New York City Mayor Bill de Blasio speaks to media after casting ballot in early voting in Brooklyn New York
New York City Mayor Bill de Blasio speaks to members of the media after standing in line with hundreds of other voters for several hours to cast his ballot during early voting in the Brooklyn borough of New York City, New York, U.S., October 27, 2020.
REUTERS/Mike Segar

The city plans to create vaccination hubs in mid-January in order to double vaccination sites in the city and inoculate one million New Yorkers against COVID-19 next month, Mayor Bill de Blasio announced on Thursday. 

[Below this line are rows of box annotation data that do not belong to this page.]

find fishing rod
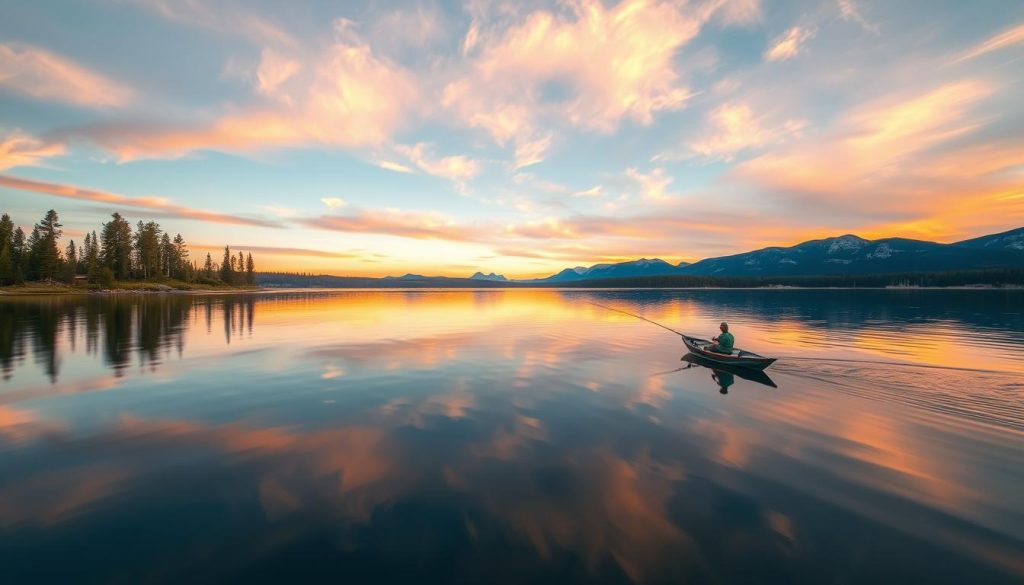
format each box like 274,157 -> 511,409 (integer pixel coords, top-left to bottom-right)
587,301 -> 689,337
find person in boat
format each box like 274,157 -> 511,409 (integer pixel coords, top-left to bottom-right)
707,321 -> 735,353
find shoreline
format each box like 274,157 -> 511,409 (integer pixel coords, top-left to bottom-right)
0,285 -> 1024,297
0,285 -> 267,297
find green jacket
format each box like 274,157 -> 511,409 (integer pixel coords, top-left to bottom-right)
718,331 -> 735,351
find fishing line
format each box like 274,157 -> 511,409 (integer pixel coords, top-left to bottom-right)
587,301 -> 686,337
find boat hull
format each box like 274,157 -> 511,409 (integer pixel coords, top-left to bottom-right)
683,336 -> 775,370
681,353 -> 778,388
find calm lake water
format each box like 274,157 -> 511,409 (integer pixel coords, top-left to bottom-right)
0,290 -> 1024,583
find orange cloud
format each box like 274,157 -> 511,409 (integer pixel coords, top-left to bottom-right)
61,26 -> 419,161
0,175 -> 281,227
0,129 -> 67,170
679,102 -> 807,162
443,0 -> 714,167
224,244 -> 360,258
395,142 -> 480,182
0,43 -> 134,108
952,25 -> 1024,64
300,209 -> 485,242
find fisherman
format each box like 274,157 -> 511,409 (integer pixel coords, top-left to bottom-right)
708,321 -> 735,353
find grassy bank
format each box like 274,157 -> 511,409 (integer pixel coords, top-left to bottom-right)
0,279 -> 260,295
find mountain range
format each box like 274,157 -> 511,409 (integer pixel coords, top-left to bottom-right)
257,227 -> 1024,288
485,227 -> 1024,284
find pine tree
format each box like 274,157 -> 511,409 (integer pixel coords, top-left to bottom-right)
172,234 -> 191,281
134,220 -> 161,279
63,240 -> 78,284
33,209 -> 62,281
99,212 -> 132,280
220,246 -> 234,285
246,252 -> 256,285
24,225 -> 43,281
10,227 -> 29,284
0,243 -> 14,286
0,213 -> 14,285
0,213 -> 14,248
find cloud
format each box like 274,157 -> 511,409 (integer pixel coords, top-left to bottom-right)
395,142 -> 479,182
626,167 -> 675,203
953,25 -> 1024,62
224,244 -> 361,258
300,209 -> 486,242
59,22 -> 418,161
0,128 -> 67,170
0,42 -> 134,108
377,161 -> 414,173
837,0 -> 881,35
572,184 -> 604,197
765,27 -> 814,61
0,175 -> 282,227
732,80 -> 1024,238
256,48 -> 302,101
442,0 -> 714,167
719,0 -> 762,27
121,0 -> 299,47
684,102 -> 807,162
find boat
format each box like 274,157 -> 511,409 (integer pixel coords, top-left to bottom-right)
682,335 -> 775,370
681,353 -> 778,388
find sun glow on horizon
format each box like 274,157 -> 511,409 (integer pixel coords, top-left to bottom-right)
0,0 -> 1024,279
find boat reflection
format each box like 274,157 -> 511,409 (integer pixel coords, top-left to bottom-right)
681,353 -> 778,394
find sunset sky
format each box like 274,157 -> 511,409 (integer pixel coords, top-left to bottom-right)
0,0 -> 1024,278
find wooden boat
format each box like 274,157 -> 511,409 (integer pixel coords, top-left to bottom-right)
681,353 -> 778,388
682,335 -> 775,370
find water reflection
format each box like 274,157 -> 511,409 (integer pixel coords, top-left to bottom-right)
0,291 -> 1024,583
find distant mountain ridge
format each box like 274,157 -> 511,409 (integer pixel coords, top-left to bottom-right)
258,227 -> 1024,288
528,258 -> 687,283
469,273 -> 508,283
954,227 -> 1024,252
684,234 -> 1024,277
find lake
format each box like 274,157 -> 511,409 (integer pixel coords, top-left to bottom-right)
0,290 -> 1024,583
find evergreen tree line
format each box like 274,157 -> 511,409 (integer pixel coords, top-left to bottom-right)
0,209 -> 256,288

Hubs will be set up in spaces like school gymnasiums serving as points of vaccine distribution with the goal of administered 45,000 doses of either FDA-approved vaccines per week. Officials will place these sites in the 27 neighborhoods hardest hit by the novel coronavirus pandemic which are predominantly communities of color, said Health Commissioner Dr. Dave Chokshi.

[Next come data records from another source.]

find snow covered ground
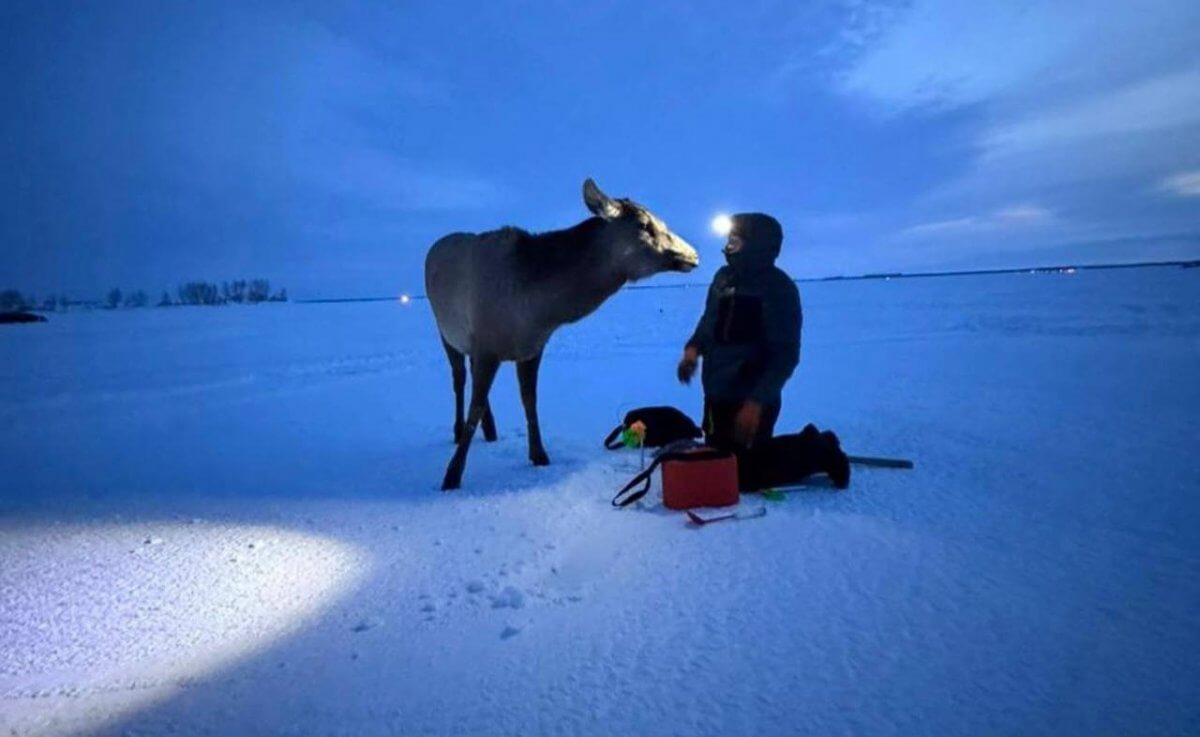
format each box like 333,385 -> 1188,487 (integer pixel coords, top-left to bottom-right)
0,268 -> 1200,736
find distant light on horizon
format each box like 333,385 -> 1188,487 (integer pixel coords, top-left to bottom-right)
713,214 -> 733,238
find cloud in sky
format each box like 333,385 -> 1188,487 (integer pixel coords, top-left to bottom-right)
836,0 -> 1200,248
1162,172 -> 1200,197
0,0 -> 1200,295
900,205 -> 1054,238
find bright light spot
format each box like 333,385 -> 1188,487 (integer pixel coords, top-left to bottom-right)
0,521 -> 371,735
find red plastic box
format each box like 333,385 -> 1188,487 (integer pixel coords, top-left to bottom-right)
662,448 -> 738,509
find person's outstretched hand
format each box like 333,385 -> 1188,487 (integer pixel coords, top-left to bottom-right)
676,346 -> 700,384
733,400 -> 762,448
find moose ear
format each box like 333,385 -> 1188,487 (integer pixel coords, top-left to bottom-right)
583,176 -> 620,220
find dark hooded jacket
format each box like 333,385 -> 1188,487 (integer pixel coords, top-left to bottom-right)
688,212 -> 803,405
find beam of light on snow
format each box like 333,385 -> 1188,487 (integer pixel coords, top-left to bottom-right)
0,521 -> 368,735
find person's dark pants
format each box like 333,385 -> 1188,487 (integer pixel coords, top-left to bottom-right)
703,397 -> 780,450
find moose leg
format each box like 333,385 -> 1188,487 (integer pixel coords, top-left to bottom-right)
517,353 -> 550,466
442,338 -> 467,444
442,356 -> 500,491
470,359 -> 496,443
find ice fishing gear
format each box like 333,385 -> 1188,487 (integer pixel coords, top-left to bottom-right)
846,455 -> 913,468
612,448 -> 739,509
685,507 -> 767,527
604,407 -> 703,450
738,424 -> 850,491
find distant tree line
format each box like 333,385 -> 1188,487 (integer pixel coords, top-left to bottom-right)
0,278 -> 288,312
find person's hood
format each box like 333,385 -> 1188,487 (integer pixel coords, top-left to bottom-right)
725,212 -> 784,271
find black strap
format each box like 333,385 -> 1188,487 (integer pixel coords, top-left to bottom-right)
604,425 -> 625,450
612,448 -> 733,508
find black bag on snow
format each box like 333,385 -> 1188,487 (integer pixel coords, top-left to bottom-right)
738,425 -> 850,491
604,407 -> 704,450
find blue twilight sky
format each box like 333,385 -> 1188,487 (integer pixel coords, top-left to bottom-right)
0,0 -> 1200,296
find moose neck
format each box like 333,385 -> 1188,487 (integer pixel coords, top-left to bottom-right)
528,217 -> 629,330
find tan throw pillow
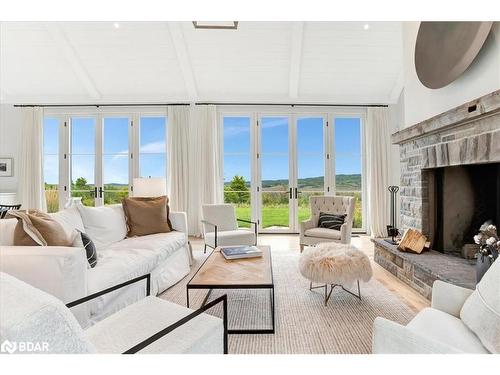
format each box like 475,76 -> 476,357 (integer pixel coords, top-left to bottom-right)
122,196 -> 172,237
460,259 -> 500,354
9,210 -> 73,246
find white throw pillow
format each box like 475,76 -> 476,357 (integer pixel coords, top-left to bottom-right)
77,204 -> 127,250
460,260 -> 500,353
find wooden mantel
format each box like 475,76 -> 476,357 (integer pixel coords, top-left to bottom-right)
392,90 -> 500,144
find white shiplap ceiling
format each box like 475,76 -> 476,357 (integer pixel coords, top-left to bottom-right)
0,22 -> 402,104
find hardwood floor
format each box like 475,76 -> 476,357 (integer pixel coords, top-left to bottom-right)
189,234 -> 430,312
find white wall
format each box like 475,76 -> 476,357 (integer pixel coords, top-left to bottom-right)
386,91 -> 405,226
0,104 -> 24,192
402,22 -> 500,127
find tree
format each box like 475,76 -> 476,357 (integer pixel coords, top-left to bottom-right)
224,175 -> 250,204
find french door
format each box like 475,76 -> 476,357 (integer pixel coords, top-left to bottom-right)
68,115 -> 132,206
221,110 -> 367,233
257,114 -> 329,233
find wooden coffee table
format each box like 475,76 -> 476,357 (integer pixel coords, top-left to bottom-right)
186,246 -> 274,334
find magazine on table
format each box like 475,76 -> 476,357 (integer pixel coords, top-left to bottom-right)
220,245 -> 262,259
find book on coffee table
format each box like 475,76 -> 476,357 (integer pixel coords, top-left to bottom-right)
220,245 -> 262,260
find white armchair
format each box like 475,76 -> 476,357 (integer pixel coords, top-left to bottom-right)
201,204 -> 257,252
372,280 -> 489,354
300,196 -> 356,252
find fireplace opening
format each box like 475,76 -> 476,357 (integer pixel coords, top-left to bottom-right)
426,163 -> 500,257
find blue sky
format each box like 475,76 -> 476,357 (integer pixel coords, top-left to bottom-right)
44,117 -> 166,184
224,117 -> 361,182
44,117 -> 361,184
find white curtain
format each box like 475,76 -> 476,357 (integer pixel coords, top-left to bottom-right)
18,107 -> 47,211
167,106 -> 190,211
366,107 -> 391,237
167,105 -> 223,236
188,105 -> 223,236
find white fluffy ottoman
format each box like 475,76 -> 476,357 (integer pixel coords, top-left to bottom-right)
299,242 -> 373,306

Chokshi added that the hubs will be staffed with nurses and pharmacists provided by community-based organizations. 

In addition, officials plan to increase vaccination sites across the five boroughs by providing vaccines at all COVID-19 testing sites and community-based organizations where appropriate.

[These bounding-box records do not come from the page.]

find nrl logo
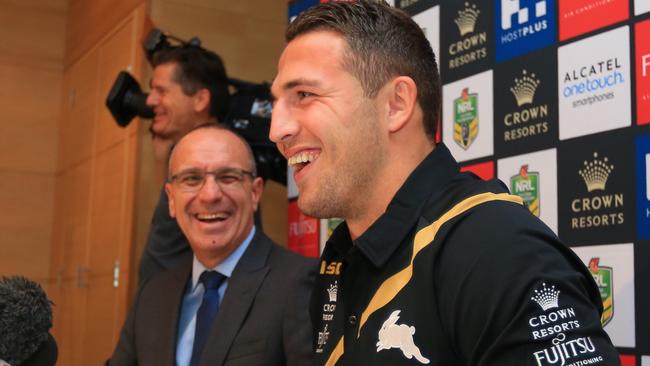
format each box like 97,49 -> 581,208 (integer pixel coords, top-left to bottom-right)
588,257 -> 614,327
377,310 -> 429,364
327,281 -> 339,302
454,88 -> 478,150
510,70 -> 540,107
578,152 -> 614,192
510,164 -> 540,217
454,3 -> 481,36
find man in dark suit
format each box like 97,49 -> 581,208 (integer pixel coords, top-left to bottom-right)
110,125 -> 316,366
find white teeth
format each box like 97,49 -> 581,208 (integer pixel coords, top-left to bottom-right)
287,152 -> 320,166
196,213 -> 228,220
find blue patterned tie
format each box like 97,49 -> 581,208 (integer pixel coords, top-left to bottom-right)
190,271 -> 227,366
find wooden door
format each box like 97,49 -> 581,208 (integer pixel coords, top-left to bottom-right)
50,6 -> 144,365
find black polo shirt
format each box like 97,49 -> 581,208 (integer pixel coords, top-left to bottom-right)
310,144 -> 619,366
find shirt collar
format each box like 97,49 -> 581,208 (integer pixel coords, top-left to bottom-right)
192,225 -> 255,291
352,143 -> 460,268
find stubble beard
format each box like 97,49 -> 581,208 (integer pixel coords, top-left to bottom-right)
298,104 -> 385,220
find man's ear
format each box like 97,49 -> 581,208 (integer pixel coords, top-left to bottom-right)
192,88 -> 210,113
251,177 -> 264,211
165,183 -> 176,218
385,76 -> 418,132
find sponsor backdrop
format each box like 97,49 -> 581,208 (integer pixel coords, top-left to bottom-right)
289,0 -> 650,366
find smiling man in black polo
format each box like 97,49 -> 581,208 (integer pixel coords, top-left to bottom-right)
270,1 -> 619,366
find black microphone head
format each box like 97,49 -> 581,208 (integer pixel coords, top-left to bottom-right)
0,276 -> 56,365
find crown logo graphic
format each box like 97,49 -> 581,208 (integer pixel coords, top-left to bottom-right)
530,283 -> 560,311
327,281 -> 339,302
454,3 -> 481,36
578,152 -> 614,192
510,70 -> 540,107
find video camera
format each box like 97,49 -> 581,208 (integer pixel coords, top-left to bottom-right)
106,29 -> 287,184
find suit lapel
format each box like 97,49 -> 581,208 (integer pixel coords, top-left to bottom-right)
200,230 -> 273,365
158,262 -> 192,365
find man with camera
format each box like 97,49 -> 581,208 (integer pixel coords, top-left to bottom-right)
139,46 -> 229,283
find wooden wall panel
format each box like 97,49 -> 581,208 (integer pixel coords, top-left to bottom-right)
0,63 -> 63,174
0,170 -> 54,283
0,0 -> 67,71
64,0 -> 144,67
96,17 -> 140,151
48,160 -> 92,365
58,49 -> 99,171
0,0 -> 66,287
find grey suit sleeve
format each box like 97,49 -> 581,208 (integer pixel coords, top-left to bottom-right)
282,260 -> 317,366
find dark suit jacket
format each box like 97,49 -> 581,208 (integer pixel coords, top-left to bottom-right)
109,230 -> 317,366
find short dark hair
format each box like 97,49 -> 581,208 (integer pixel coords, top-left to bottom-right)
285,0 -> 440,141
167,122 -> 257,179
152,46 -> 230,122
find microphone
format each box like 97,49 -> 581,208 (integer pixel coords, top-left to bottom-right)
0,276 -> 58,366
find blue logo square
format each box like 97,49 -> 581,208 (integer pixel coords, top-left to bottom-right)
495,0 -> 557,61
636,135 -> 650,239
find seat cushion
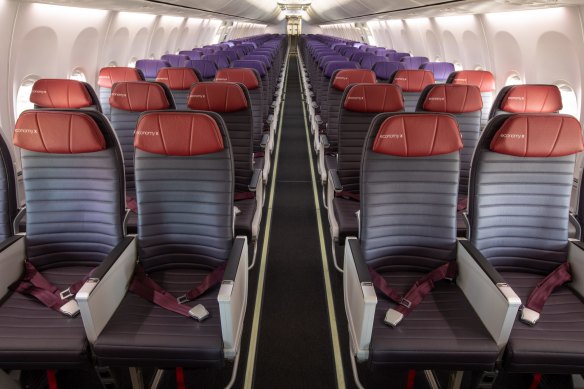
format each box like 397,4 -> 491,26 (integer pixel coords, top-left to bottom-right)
94,268 -> 223,368
501,272 -> 584,374
333,197 -> 359,244
0,266 -> 92,369
233,199 -> 257,238
370,269 -> 499,370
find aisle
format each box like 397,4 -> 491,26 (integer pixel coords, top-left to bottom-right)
245,54 -> 336,388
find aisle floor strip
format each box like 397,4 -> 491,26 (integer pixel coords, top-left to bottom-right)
243,50 -> 289,389
298,60 -> 346,389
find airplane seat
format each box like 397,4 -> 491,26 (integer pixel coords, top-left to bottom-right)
97,67 -> 144,119
385,52 -> 410,61
489,84 -> 562,120
359,55 -> 389,69
88,111 -> 247,369
420,62 -> 454,84
136,59 -> 171,81
400,57 -> 429,70
468,113 -> 584,374
446,70 -> 496,131
160,54 -> 191,68
156,67 -> 202,110
30,78 -> 101,113
372,61 -> 404,82
325,84 -> 404,264
110,81 -> 175,233
215,68 -> 266,161
185,59 -> 217,81
189,81 -> 267,243
389,69 -> 434,112
416,84 -> 483,236
314,68 -> 377,185
343,113 -> 506,378
0,110 -> 125,370
202,54 -> 229,70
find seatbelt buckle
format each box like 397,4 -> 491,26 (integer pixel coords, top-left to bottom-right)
59,300 -> 79,317
384,308 -> 404,327
59,288 -> 73,300
520,307 -> 539,326
189,304 -> 209,321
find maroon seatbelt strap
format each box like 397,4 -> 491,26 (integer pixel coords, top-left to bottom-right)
10,261 -> 91,317
521,261 -> 572,326
369,261 -> 457,327
233,192 -> 255,201
129,265 -> 225,321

At the moment, New York state is in Phase 1 of Governor Andrew Cuomo’s vaccine distribution plan meaning only health care workers at high risk of contracting the virus along with nursing home residents and staff are being given the first dose of the vaccine.

Both Pfizer-BioNTech and Moderna’s COVID-19 vaccines require two shots given to patients roughly three weeks apart. Once a person has received the second of the two shots, they have a roughly 95% efficacy rate against the virus. 

Health officials said Thursday that 88,000 New York City residents have already been vaccinated against COVID-19 since shipments of Pfizer-BioNTech vaccine arrived in the five boroughs on Dec. 14.

“That’s good news, but we are nowhere near we need to be,” said Mayor de Blasio. “We need to go into overdrive.”

De Blasio said the city’s recently established COVID-19 Command Center will be in charge of deciding how many vaccines will be shipped or administered at each of the forthcoming hubs and which New Yorkers will be allowed to receive them.

“Suffice it to say you will be hearing more and more about that with each day to come,” he said.

There are at least one million people in the categories currently allowed to receive the vaccine in New York City, according to Dr. Chokshi. 

To help ramp up the city’s vaccination efforts, officials are working on doubling the number of vaccines that can be administered in the city to 300,000 per week by the end of next month. 

New York City hospitals currently have the capacity to administer a combined 150,000 vaccines a week, according to Deputy Mayor Melanie Hartzog, and the city plans to reach its 300,000 dose goal but increasing vaccine capacity at community-based organizations to 100,000 vaccines per week on top of the 45,000 doses slatted for the new vaccine hubs.

An additional 4,000 vaccines will be provided at city COVID-19 testing sites, Hartzog added.